Index type selection|V4.4.2|OceanBase Database| docs|Distributed Database

OceanBase Database provides various vector index algorithms. You can select the appropriate index type based on your use case.

HNSW or IVF?

OceanBase Database supports two types of dense indexes:

Graph-based HNSW series indexes: HNSW, HNSW_SQ, and HNSW_BQ.
Disk-based IVF series indexes: IVF and IVF_PQ.

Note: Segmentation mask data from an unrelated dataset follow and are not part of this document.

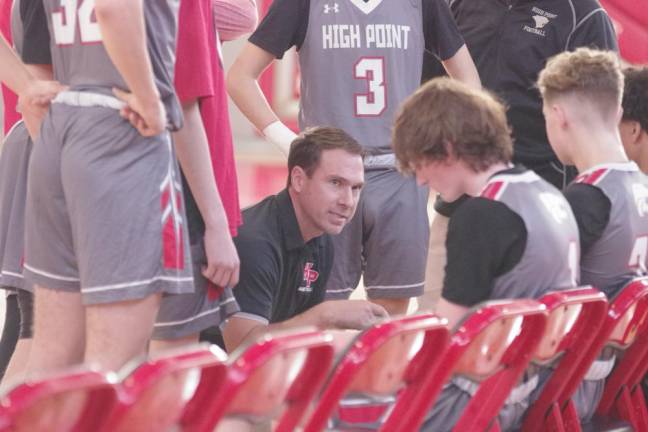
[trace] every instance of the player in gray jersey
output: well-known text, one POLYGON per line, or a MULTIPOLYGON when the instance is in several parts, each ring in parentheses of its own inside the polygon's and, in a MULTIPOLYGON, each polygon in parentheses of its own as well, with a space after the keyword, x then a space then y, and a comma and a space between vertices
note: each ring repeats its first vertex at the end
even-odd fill
POLYGON ((144 352, 161 293, 193 290, 165 130, 181 124, 172 90, 178 2, 72 3, 44 2, 54 73, 70 87, 54 100, 30 161, 28 372, 82 361, 121 367, 144 352), (111 96, 116 86, 124 101, 111 96))
MULTIPOLYGON (((613 299, 648 264, 648 177, 628 161, 619 136, 619 59, 587 48, 563 53, 547 63, 538 84, 549 142, 581 173, 565 190, 580 231, 581 281, 613 299)), ((574 396, 582 420, 594 414, 613 366, 604 353, 587 373, 574 396)))
POLYGON ((623 76, 621 141, 628 157, 648 173, 648 66, 627 67, 623 76))
MULTIPOLYGON (((513 166, 504 107, 447 78, 429 81, 403 105, 393 145, 401 169, 443 199, 462 194, 448 227, 448 263, 436 313, 451 326, 486 300, 539 298, 578 283, 578 228, 569 204, 532 171, 513 166)), ((545 373, 529 371, 507 399, 502 430, 519 427, 545 373)), ((449 431, 477 385, 455 376, 422 430, 449 431)))
POLYGON ((230 69, 228 90, 284 153, 295 135, 256 81, 292 46, 301 69, 300 128, 344 129, 369 154, 358 211, 334 237, 327 297, 347 298, 364 275, 372 301, 405 313, 423 290, 428 191, 396 170, 394 113, 420 83, 425 50, 451 76, 479 86, 472 59, 445 0, 277 0, 230 69))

Each type of index has its own strengths. HNSW series indexes typically provide higher query performance but require more memory. IVF series indexes perform well when cache is sufficient and can run without requiring memory. However, the choice between HNSW and IVF is not solely based on memory considerations. You must also evaluate your business scenarios, data size, performance requirements, and resource constraints. The following sections compare their core differences and provide recommendations.

Core differences

Dimension	HNSW series	IVF series
Storage method	In-memory graph-based index	Disk-based index
Memory usage	High, as the index must be fully loaded into memory	Low, as the index does not need to be loaded into memory
Query performance (QPS)	Extremely high, with sub-millisecond response times	High, approaching HNSW performance when cache is sufficient
Recall rate	High, up to 99%	High, slightly lower than HNSW, and can be optimized with parameters
Construction speed	Slower, as it requires building a graph structure	Faster, based on clustering algorithms
Data volume	Millions to hundreds of millions of vectors	Millions to billions of vectors
Cost	High memory cost	Low storage cost, suitable for large-scale data
Real-time capability	Supports real-time DML operations	Supports real-time DML operations

Decision flowchart

Note

Before selecting an index type, you need to estimate the memory usage based on the information in Manage memory usage of vector indexes.
The recommendations in the decision flowchart are based on 1024-dimensional vectors. If your vectors have a different dimension, you can approximate the required resources based on the ratio.
The decision flowchart primarily considers memory costs to help you decide on the index type.
Even if a tenant has sufficient memory, it is not always optimal to choose the highest specification index such as HNSW. If you require extremely high performance, consider more cost-effective options such as HNSW_SQ.

Decision flowchart

Notice

This section only lists some common scenarios. If you cannot determine the index type based on the above flowchart or have other requirements, contact OceanBase Technical Support.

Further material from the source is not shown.